Time evolution of system 2 with reversed rotation, \(k_{i}=0.885; k_{p}=0.099; \alpha _{1}=1; \alpha _{2}=1.4; \alpha _{3}=1.4\)

Fig. 17

The state space energy of system 2 with reversed rotation, \(k_{i}=0.885; k_{p}=0.099; \alpha _{1}=1; \alpha _{2}=1.4; \alpha _{3}=1.4\)

Fig. 18

The frequency spectrum of system 2 with reversed rotation, \(k_{i}=0.885; k_{p}=0.099; \alpha _{1}=1; \alpha _{2}=1.4; \alpha _{3}=1.4\)
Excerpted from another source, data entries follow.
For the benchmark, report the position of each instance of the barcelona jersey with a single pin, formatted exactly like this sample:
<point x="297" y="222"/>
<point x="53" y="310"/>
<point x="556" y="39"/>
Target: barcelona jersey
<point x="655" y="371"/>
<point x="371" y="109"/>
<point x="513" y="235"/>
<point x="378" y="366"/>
In Table 1 some important characteristic of the both chaotic systems (system1 and 2) is presented (calculated from state variables \(x_{1}\) and \(x_{2})\):

Largest Lyapunov exponent, Hurst exponent, capacity dimension, correlation dimension.

Table 1 Systems properties

6 Conclusion

In this paper the several types of feedback system based on linear controlled system, linear controller but nonlinear state space feedback were presented and simulated. The theory of state space energy approach was used. Depending on parameters of the controller the system can generate sinusoidal, nonsinusoidal, or even chaotic signal.